Naiknya tingkat pembelian kembali (repo) pasar tampaknya sepaham dengan Henrich; pelaku pasar memang khawatir bahwa perbendaharaan AS akan terus mengeluarkan lebih banyak utang untuk mendanai defisit yang meluas.

Repo Rate untuk Treasurys dan Bunga The Fed tentang Kelebihan Cadangan

Factset

Suku bunga yang lebih rendah di sebagian besar ekonomi utama di dunia tentu akan membuat tekanan pendapatan pada lembaga keuangan baik dalam portofolio pinjaman dan surat berharga mereka. Selain itu, suku bunga rendah dan kemungkinan penurunan suku bunga di beberapa pasar negara berkembang dan di AS berarti bahwa semakin banyak perusahaan akan meminjam lebih banyak uang. Di A.S. utang perusahaan berada di sekitar 75% dari PDB, dan jumlah kenaikan utang itu dalam bentuk obligasi dengan peringkat investasi di bawah atau pinjaman yang dikungkit oleh perjanjian-lite dan pinjaman terbatas. Mengingat sudah berapa perusahaan yang berhutang, penurunan ekonomi akan meningkatkan kemungkinan perusahaan akan memecat orang untuk memotong biaya dan hutang layanan dan akan meningkatkan kemungkinan default perusahaan. Utang perusahaan dimiliki secara luas di seluruh dunia oleh beragam lembaga keuangan, terutama bank, perusahaan sekuritas, dana pensiun, dan perusahaan asuransi.

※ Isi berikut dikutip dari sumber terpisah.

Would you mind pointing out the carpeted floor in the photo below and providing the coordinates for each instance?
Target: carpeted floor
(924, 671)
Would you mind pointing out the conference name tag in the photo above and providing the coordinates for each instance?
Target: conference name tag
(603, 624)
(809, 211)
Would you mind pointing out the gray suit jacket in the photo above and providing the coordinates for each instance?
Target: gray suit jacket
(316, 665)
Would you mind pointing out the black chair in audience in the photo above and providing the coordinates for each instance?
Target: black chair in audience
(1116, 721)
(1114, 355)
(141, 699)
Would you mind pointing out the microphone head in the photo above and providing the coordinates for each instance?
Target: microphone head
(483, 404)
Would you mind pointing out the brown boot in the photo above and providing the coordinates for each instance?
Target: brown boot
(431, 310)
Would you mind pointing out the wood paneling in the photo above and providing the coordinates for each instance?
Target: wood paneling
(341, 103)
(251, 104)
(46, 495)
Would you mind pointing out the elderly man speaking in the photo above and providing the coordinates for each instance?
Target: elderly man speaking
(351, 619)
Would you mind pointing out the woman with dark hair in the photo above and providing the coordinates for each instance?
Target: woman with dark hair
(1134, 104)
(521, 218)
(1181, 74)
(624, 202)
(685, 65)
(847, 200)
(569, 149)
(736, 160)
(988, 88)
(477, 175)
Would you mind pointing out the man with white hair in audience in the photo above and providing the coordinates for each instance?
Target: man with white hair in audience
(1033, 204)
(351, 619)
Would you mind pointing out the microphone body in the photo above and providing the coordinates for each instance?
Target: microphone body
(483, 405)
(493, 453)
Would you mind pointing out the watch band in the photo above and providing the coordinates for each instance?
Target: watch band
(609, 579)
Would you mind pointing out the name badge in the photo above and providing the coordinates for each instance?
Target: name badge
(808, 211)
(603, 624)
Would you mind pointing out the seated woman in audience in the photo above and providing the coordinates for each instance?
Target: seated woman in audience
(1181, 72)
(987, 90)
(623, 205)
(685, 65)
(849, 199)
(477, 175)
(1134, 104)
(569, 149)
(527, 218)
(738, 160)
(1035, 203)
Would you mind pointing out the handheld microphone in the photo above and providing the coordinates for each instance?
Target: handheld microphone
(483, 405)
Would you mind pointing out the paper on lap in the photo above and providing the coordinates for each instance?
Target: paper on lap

Peluang meningkatnya resesi juga berarti bahwa lembaga keuangan harus meningkatkan penyangga modal mereka untuk membantu mereka mempertahankan kerugian yang tidak terduga. Bank, dana pensiun, dan perusahaan asuransi memiliki persyaratan peraturan atau hukum yang akan membuat modal mereka semakin memburuk; non-bank cenderung memiliki persyaratan yang lebih ringan sehingga mereka dapat menghadirkan tantangan yang lebih besar terhadap keselamatan dan kesehatan sistem keuangan. Ini tentu bukan waktu untuk melemahkan segala jenis peraturan dan pengawasan lembaga keuangan, dan non-bank tentu saja membutuhkan perhatian lebih dari legislator dan regulator.